The clerk looks at her and says that he doesn't serve blondes, so she goes back home and dyes her hair black.
The next day she returns to the store and asks the same thing, and again, the clerk said he doesn't serve blondes.
Frustrated, the blonde goes home and dyes her hair yet again, to a shade of red.
Sure that a clerk would sell her the TV this time, she returns and asks a different clerk this time.
To her astonishment, this clerk also says that she doesn't serve blondes.
The blonde asks the clerk, "How in the world do you know I am a blonde?"
The clerk looks at her disgustedly and says,"That's not a TV, it's a microwave!"
Q: Why are two blonde girls fighting on a motorcycle?
A: They are fighting because they both want to sit next to the window.
Why did the mirror have 6 holes in it?
A blonde tried to shoot herself!
Q: What do Barbie and Paris Hilton have in common?
A: Both are blonde, brainless and made out of plastic.
What did the blonde’s holiday postcard say?
‘Having a wonderful time.
Where am I?’
Did you hear about the blonde who was treated in the emergency room for concussion and severe head wounds?

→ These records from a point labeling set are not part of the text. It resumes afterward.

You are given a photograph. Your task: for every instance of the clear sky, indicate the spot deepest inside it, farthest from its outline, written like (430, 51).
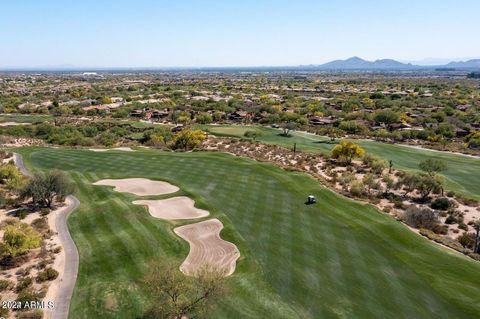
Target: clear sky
(139, 33)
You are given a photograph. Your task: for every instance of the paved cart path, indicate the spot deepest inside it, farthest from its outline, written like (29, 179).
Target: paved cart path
(67, 283)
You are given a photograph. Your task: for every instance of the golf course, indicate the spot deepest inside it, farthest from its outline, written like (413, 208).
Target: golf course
(462, 174)
(335, 259)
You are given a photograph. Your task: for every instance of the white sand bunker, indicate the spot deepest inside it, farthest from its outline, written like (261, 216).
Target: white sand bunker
(173, 208)
(139, 186)
(125, 149)
(207, 249)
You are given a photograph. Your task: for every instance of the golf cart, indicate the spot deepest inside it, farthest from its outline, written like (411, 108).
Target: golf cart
(311, 200)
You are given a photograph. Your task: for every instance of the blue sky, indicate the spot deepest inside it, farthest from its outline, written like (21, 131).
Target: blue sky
(233, 33)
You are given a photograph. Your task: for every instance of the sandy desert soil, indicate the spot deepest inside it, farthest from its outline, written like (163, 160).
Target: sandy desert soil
(180, 207)
(207, 249)
(139, 186)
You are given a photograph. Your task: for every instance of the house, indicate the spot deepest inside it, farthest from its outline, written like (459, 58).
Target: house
(461, 132)
(156, 114)
(463, 107)
(238, 115)
(317, 120)
(136, 113)
(96, 107)
(400, 126)
(177, 128)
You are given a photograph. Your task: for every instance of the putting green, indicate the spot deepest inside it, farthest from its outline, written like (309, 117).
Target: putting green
(335, 259)
(462, 174)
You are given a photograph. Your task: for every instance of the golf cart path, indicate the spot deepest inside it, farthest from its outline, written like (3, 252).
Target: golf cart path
(67, 283)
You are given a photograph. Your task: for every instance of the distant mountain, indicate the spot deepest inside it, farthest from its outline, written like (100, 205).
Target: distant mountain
(470, 64)
(356, 63)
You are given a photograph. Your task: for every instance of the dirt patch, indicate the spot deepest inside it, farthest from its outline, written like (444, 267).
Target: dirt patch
(173, 208)
(207, 249)
(139, 186)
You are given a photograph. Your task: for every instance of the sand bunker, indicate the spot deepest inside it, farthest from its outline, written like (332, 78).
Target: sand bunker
(139, 186)
(126, 149)
(207, 249)
(173, 208)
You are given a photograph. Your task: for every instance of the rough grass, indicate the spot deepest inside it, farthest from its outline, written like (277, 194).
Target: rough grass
(462, 175)
(335, 259)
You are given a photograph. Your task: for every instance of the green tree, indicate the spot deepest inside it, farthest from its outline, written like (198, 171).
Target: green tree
(287, 127)
(18, 239)
(386, 116)
(44, 189)
(252, 134)
(177, 296)
(188, 139)
(204, 118)
(346, 151)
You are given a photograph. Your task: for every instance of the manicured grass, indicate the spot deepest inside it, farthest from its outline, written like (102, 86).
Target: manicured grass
(25, 118)
(335, 259)
(462, 175)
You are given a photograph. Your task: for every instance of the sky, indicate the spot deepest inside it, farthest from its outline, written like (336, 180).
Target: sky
(188, 33)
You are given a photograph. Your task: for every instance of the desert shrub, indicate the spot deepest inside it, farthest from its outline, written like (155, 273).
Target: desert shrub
(441, 203)
(28, 295)
(357, 188)
(23, 284)
(42, 264)
(444, 240)
(451, 220)
(4, 312)
(440, 229)
(18, 239)
(21, 213)
(378, 166)
(33, 314)
(40, 225)
(44, 211)
(47, 275)
(467, 240)
(5, 284)
(420, 218)
(398, 203)
(346, 178)
(387, 209)
(474, 256)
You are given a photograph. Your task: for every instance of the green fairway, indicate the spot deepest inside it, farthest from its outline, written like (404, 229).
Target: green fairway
(462, 175)
(336, 259)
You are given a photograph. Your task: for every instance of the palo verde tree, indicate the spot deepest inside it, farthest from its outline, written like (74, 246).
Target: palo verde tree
(177, 296)
(253, 134)
(289, 126)
(44, 189)
(188, 139)
(346, 151)
(18, 239)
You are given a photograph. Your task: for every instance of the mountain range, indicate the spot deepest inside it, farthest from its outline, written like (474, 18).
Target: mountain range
(356, 63)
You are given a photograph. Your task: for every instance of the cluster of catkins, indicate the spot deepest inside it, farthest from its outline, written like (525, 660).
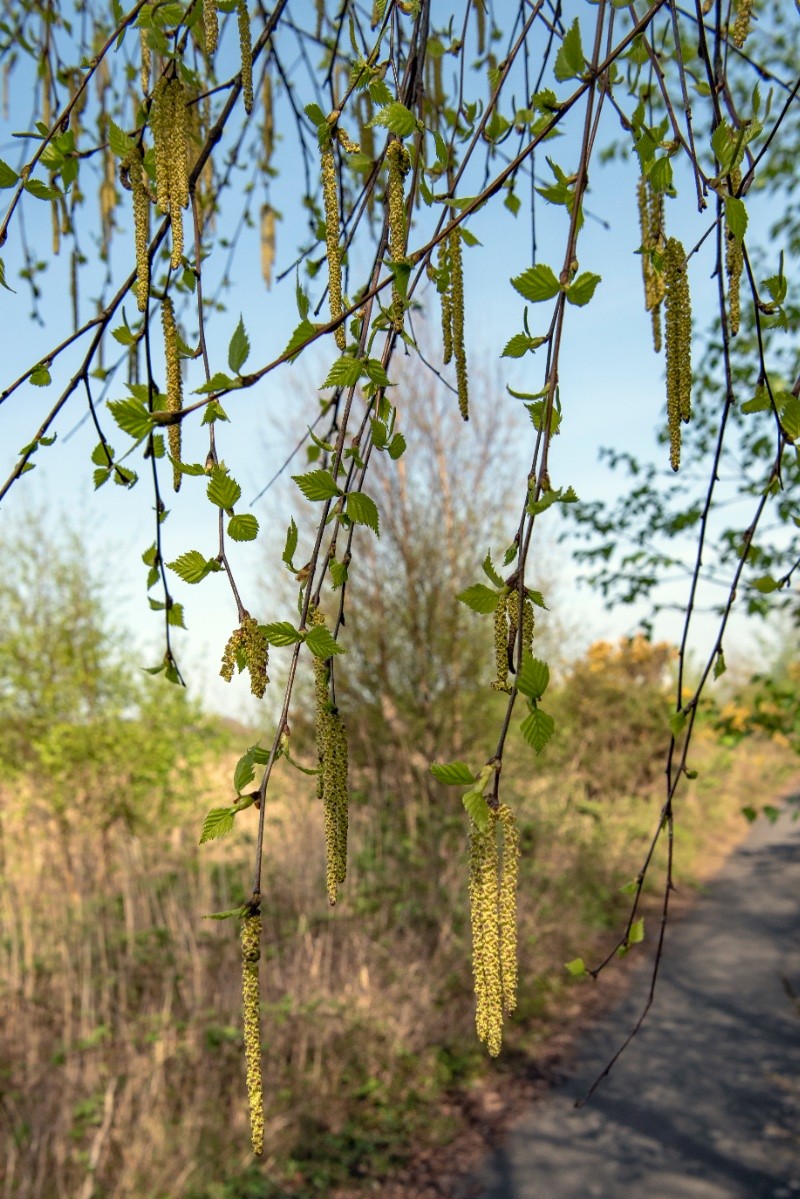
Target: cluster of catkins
(248, 649)
(493, 914)
(506, 627)
(332, 777)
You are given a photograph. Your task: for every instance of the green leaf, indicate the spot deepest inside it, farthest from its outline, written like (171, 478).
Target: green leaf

She’d tried to commit suicide by hanging herself with a bungee cord.
Q: A blonde is walking down the street with a pig under her arm.
She passes a person who asks "Where did you get that?"
A: The pig says, "I won her in a raffle!"
What do you call a blonde with pig tails?
A blowjob with handlebars.
Q: Two blondes are standing on top of the Empire State Building.
How can you tell which one is the true blonde and which one is the bleached blonde?
A: The bleached blonde isn't throwing bread crumbs at the helicopters!
A blonde was at home watching TV with her friends when she heard a noise. She ran out just in time to see a thief drive off in her car.
"Did you see their face?" her friends asked when she came back inside.
"No, but it's okay, I got the license plate number!"